Empieza el viento a arreciar y se hace imprescindible abrigarse. Después de una suave subida aparece la descarnada cumbre. Un poco más hacia el norte entre la ventisca y cumbreando llegamos a lo más alto del Moncayo. Metidos en una nube, con lo que no podemos admirar el paisaje. Con un viento frío desapacible. Estamos poco tiempo; las fotos de rigor, la espera a los más retrasados y ya para abajo desandando el camino.
Más abajo, entre los árboles, nos parece estar metidos en un cuento fantástico por las formas fantasmagóricas que le dan la niebla al húmedo y cerrado bosque.
Al otro día el tiempo mejora y decidimos hacer una marcha más tranquila por las Peñas de Herrera. Al sur de la Sierra del Moncayo pero en la misma frontera entre Zaragoza y Soria, entre Aragón y Castilla y también muy cerca del albergue, se abren al paisaje unas rocas en lo alto de unas suaves y a veces empinadas lomas. Rocas como murallas en una frontera, pero accesibles, esbeltas y bellas en esta llanura castellana-aragonesa.
Dejamos la población de Añón cerca y por un camino dejamos los coches justo frente a todo el complejo de las Peñas. Cogiendo la rivera de un riachuelo llegamos hasta una especie de collado desde el cual se sube, muy fácilmente, hasta la más alta de las Peñas de Herrera. Estamos a 1.731 mts. (Corrección: Alto del Picarrón, 1.591 mts.) y hacia el oeste tenemos toda Soria con sus frías y desahitadas sierras y llanuras. Hacia el este la llanura se hace más habitable, a menos altura; es Aragón que también tiene su colección de molinos de viento.
Ahora seguimos todo el cordal de las peñas por sus roquedas cumbres. Bordeándolas, subiéndolas, admirándolas… volvemos monte a través (hay que darle un poco de emoción) a la rivera del anterior riachuelo y así, riachuelo abajo, hasta el coche.

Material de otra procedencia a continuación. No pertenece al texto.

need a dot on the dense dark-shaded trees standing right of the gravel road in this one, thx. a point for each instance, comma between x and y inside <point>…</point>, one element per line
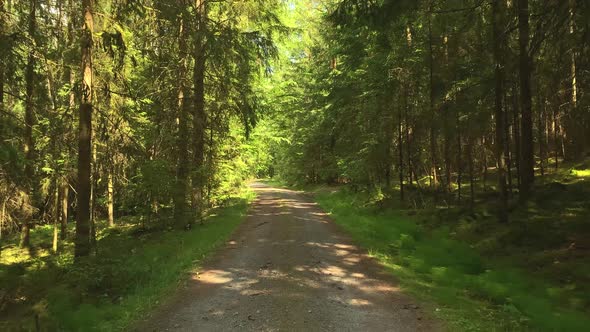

Casi al atardecer se quedaban las rocas solitarias como gigantes de piedra a la espera de despertar de su letargo de cien o mil años. Tan encantadoras como el Moncayo pero de diferente naturaleza paisajística.
Pero no todo es montaña, esfuerzo y lugares abiertos. Cerca se encontraba el famoso Monasterio Cisterciense de Veruela; así que, aún con poca luz del día, nos decidimos a visitar y hacer turismo cultural por estas tierras del Moncayo al bajar de las Peñas de Herrera. Vale la pena visitarlo y conocer aquellas penosas y desconcertantes costumbres, pero históricas y enriquecedoras, de la vida en un monasterio medieval. Aparte el edificio en si con sus estancias y complementos, merece una tarde de recreo y recogimiento.
Me gustó mucho las experiencias en este viaje. Hubo una nota de íntima amistad y complicidad que rara vez se dá en compañeros y amigos que no lo sean de verdad. Gracias por estar ahí.